Details
-
Improvement
-
Resolution: Unresolved
-
Minor
-
None
-
Lustre 2.16.0
-
3
-
9223372036854775807
Description
The lack of parallel operations in a single directory from one client is becoming a limiting factor in some workloads, as the number of CPU cores on clients are growing into the hundreds (e.g. DGX H100 have 256 cores today). The IO500 mdtest-hard-write test exercises exactly this code (multiple threads updating a single shared directory), both on a single client as well as multiple clients. This benchmark is sometimes run with multiple mountpoints on a single client in order to work around the kernel VFS locking limitations, however this impacts any multi-threaded workload that is operating in a single directory. It would be best (both for the benchmark and real applications) to fix the VFS locking properly in the kernel.
There was an RFC patch from neilb a couple of years ago (VFS: support parallel updates in the one directory) that added a prototype VFS parallel directory lock for NFS clients, and after minor revisions that patch was showing significant improvements to performance (400x) just due to concurrency of requests over a high-latency network, even though the NFS server itself could not do parallel operations. Unfortunately that patch was never landed after the initial positive RFC.

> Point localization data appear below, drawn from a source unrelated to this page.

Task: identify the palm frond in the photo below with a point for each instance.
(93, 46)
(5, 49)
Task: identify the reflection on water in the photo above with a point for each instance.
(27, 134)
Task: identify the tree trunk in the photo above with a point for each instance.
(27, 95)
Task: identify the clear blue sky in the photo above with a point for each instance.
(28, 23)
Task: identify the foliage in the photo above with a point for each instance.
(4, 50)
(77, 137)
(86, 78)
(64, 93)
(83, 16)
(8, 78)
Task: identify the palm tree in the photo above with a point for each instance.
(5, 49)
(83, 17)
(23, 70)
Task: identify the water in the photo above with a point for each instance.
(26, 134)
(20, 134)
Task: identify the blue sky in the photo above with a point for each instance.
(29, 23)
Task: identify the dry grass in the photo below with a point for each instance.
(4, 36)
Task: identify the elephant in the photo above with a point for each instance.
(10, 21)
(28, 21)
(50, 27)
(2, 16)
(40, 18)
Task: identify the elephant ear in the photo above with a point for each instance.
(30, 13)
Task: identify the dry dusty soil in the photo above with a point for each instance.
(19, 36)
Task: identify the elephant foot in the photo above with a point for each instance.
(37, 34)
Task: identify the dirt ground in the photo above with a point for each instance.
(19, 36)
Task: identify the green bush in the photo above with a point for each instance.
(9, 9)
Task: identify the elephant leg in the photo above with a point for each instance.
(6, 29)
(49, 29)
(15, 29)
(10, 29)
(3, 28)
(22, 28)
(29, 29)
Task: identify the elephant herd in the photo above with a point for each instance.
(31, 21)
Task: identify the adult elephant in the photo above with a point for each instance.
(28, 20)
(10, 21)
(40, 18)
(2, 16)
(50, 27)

The MDS and ldiskfs can already handle parallel locking on a single directory from multiple different clients, but the kernel VFS directory locking does not currently allow more than one thread to be modifying the directory contents in any way (create, unlink, rename). This change should provide fairly substantial speedups to multi-threaded workloads on a single directory (up to the concurrency limit of the threads on the client and MDS, which could potentially be up to 100x faster).
It would be very useful to update Neil's patch for the latest kernels and then make the (hopefully minor) changes to the lustre/llite code under "#ifdef DCACHE_PAR_UPDATE" that would be needed to work with a kernel with this change, whether that is from patching the client kernel (which we haven't done in a long time) or because the patch is landed upstream.